The articulation of the telson is quite like that of Limulus, consisting of a broad transverse lower and a small upper segment and is mainly adapted to movement in a vertical plane.


  1. The muscles of the eurypterid cephalothorax were probably contracted into solid bundles, as in Limulus, following the solidification of the segments. This is indicated by the occurrence of a pair of entapophyses, or chitinous infoldings of the carapace [pl. 6, fig. 6],
    Figure 4 Dorso-ventral muscles on carapace of Eurypterus
    le, lateral eyes; ce, ocelli; 62, median dorsopreoral-entosclerite muscle; 63, anterior dorso-plastron muscles; 64, median dorso-plastron muscle. (From Gaskell)
    corresponding in their position to those observed in Limulus, and also by the observation of pairs of circular or oval areas arranged along the median line. At least three such pairs of areas have been seen in Eurypterus remipes. The foremost of them is shown in plate 5, figure 7. They may correspond to the first pair of tergo-proplastrals in Limulus which suspend the anterior horns of the entosternon from the dorsal side of the carapace. Gaskell has drawn a hypothetical restoration of the muscle system of the cephalothorax of an Eurypterus [text fig. 4] by inserting in the carapace of E. scouleri the segmental dorso-ventral muscles as met with in the living scorpion. In a general way this is corroborated by our observations, with the exception that the muscles do not appear to be arranged so closely around the center of the carapace, at least in Eurypterus remipes. From evidence presented subsequently it would seem preferable to use Limulus as the basis of such restoration.

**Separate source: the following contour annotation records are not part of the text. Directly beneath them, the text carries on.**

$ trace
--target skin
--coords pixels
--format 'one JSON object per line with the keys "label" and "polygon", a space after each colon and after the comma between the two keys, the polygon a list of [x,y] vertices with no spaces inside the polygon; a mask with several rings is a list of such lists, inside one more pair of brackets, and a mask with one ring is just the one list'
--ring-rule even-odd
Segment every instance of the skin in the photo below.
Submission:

  2. The form of the carapace varies with the position of the eyes, the form of the legs and the mode of life of the animals. We shall note these relations more fully in another chapter.

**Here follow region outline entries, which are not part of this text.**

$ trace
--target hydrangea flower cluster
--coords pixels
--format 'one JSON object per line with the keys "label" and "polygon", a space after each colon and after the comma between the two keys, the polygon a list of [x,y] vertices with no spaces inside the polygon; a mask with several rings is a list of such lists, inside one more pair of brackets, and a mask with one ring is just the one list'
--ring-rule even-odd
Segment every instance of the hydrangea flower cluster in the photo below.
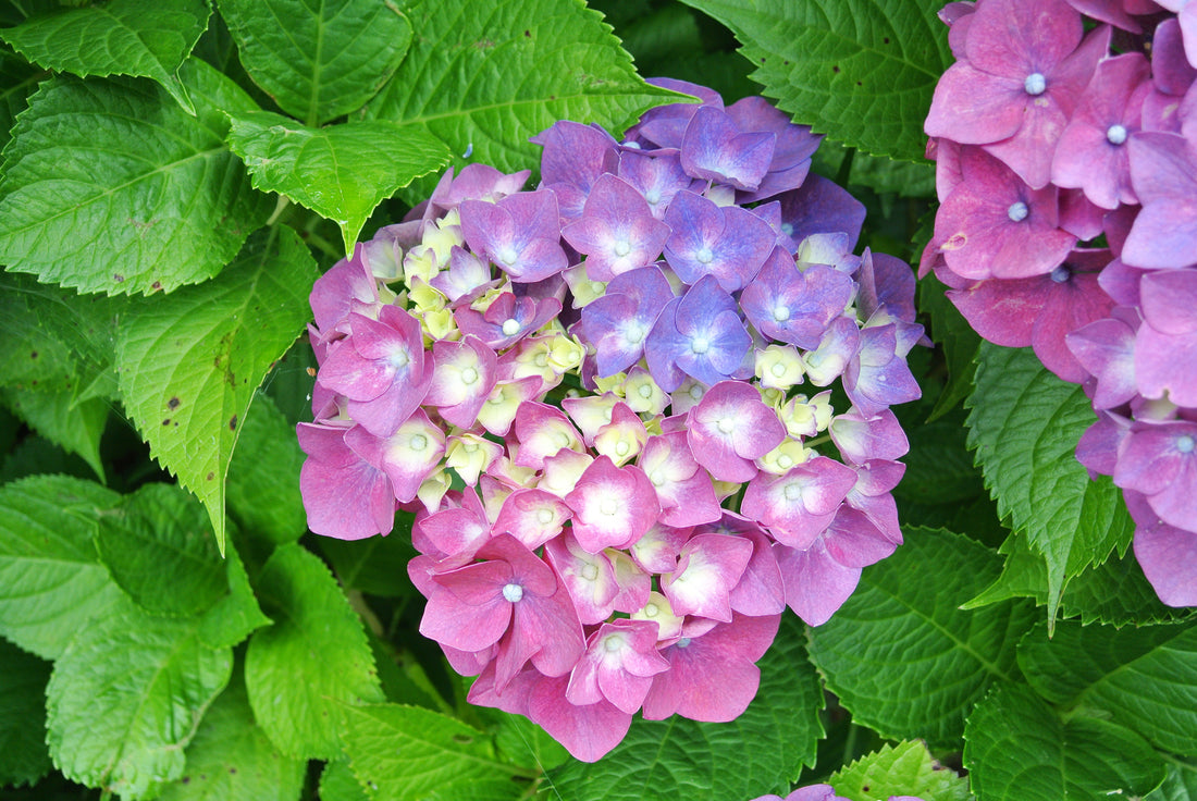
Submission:
{"label": "hydrangea flower cluster", "polygon": [[533,190],[450,170],[311,293],[310,528],[414,510],[421,633],[585,760],[637,711],[739,716],[784,608],[826,621],[894,551],[919,394],[913,273],[852,254],[819,136],[661,83],[701,103],[555,123]]}
{"label": "hydrangea flower cluster", "polygon": [[[844,796],[836,795],[836,788],[831,784],[808,784],[800,787],[784,799],[779,795],[762,795],[752,801],[849,801]],[[923,801],[913,795],[891,795],[886,801]]]}
{"label": "hydrangea flower cluster", "polygon": [[1197,605],[1197,25],[1187,0],[978,0],[925,131],[934,269],[985,339],[1098,412],[1160,599]]}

  3. The importance of this internal skeleton to the muscular system of Limulus is fully described by Owen [Palaeontographical Society 1878. 32:187].
  4. It may be noted in this place that a specimen in Buffalo exhibits indications of a faint apical depression of the papillae.
  5. See Parker, G. H., The Compound Eyes in Crustaceans. Mus. Comp. Zool. Bul 1891. v. 21.
  6. Our common crab (Callinectes hastatus) also appears to use the fourth pair of legs, that in front of the paddle-shaped swimming legs, as a kind of balancer in swimming.
  7. We have described more fully in the generic discussion the peculiar character of the genus as expressed in its appendages.
  8. The following pairs of walking legs also show a peculiar development in Slimonia in being equally as long as in Pterygotus, but having a fringe of long spines on the distal edges of the segments, evidently developed from the serrations seen in Eurypterus and other genera, while the paired spines are absent.
  9. Laurie [1893, p. 124] has suggested that "it seems more probable, that the foot was used for anchoring the animal firmly in the soft mud of the sea bottom, and possibly also for shoveling up the sand and mud when the beast wished to conceal itself." We shall recur to the question of the use of the last pair of legs in our further discussion.
  10. In this connection Gaskell has introduced [op. cit. fig. 78, p. 191] a figure which is stated to "be a picture from Schmidt of the ventral aspect of Eurypterus," but in fact is a monstrous mixture of the characters of Eurypterus and Pterygotus, such as Friedr. Schmidt could not possibly have perpetrated even in a nightmare. This is a good example of the careless treatment of fossils in zoological textbooks and treatises, exemplified again by the figure of a Pterygotus anglicus labeled as "Eurypterus remipes" in the Text-book of Invertebrate Morphology, by J. P. McMurrich.
  11. Holm also counts the two pentagonal anterior areas [see above] as belonging to the genital appendage.
  12. The plates are much more distinct on the specimen than the photograph was able to bring out, owing to a thin whitish film over them.
  13. It is possible that this section is but the result of compression and desiccation and that the living specimens had a trapezoidal section.